Task: For KMeans and DBScan, apply the algorithms to the three toy datasets (use scikit learn). Visualise the results to assess whether the algorithm is working well. Try different parameter values to see how it influences the results.

def MakeLabels():
    global labels_EqualBlobs, labels_UnequalBlobs, labels_Moons

    ## Fill following variables with the results of the DBScan clustering for each dataset
    labels_EqualBlobs = None
    labels_UnequalBlobs = None
    labels_Moons = None

def ShowPrediction():
    global predicted_labels
    predicted_labels = {"EqualBlobs": labels_EqualBlobs,
                    "UnequalBlobs": labels_UnequalBlobs,
                    "Moons": labels_Moons}

def plot_dataset_and_clusters(datasets, predicted_labels):
    fig, axs = plt.subplots(1, len(datasets),figsize = (12,5))
    j = 0
    for i in datasets:
        axs[j].scatter(datasets[i][0][:,0],datasets[i][0][:,1], c = predicted_labels[i] )
        j+=1
    plt.show()

KMeans

Simple and used frequently as a first step: Randomly assign k cluster centres in the data and iterate:

assign all data points to the nearest cluster centre
compute the k new cluster centre as the centre of mass of the cluster

until the centres no longer move. By construction, this results in spherical clusters because of the L2-norm of the distance.

MakeLabels()

## SOLUTION ##
kmeans = KMeans(n_clusters=3, random_state=0).fit(datasets["EqualBlobs"][0])
labels_EqualBlobs = kmeans.predict(datasets["EqualBlobs"][0])
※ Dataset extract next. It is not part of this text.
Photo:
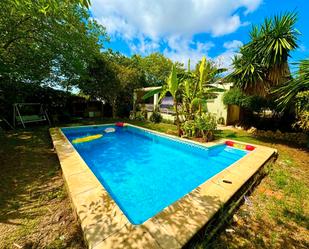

kmeans = KMeans(n_clusters=2, random_state=0).fit(datasets["UnequalBlobs"][0])
labels_UnequalBlobs = kmeans.predict(datasets["UnequalBlobs"][0])

kmeans = KMeans(n_clusters=2, random_state=0).fit(datasets["Moons"][0])
labels_Moons = kmeans.predict(datasets["Moons"][0])

ShowPrediction()

plot_dataset_and_clusters(datasets, predicted_labels)

png

If you have time, you can try applying a Gaussian mixture model to the same datasets.

The elbow method for K Means

inertia = []
for k in range(1,8):
    kmeans = KMeans(n_clusters=k, random_state=0).fit(datasets["EqualBlobs"][0])
    inertia += [kmeans.inertia_]
    
plt.plot(range(1,8), inertia);

png

inertia = []
for k in range(1,8):
    kmeans = KMeans(n_clusters=k, random_state=0).fit(datasets["UnequalBlobs"][0])
    inertia += [kmeans.inertia_]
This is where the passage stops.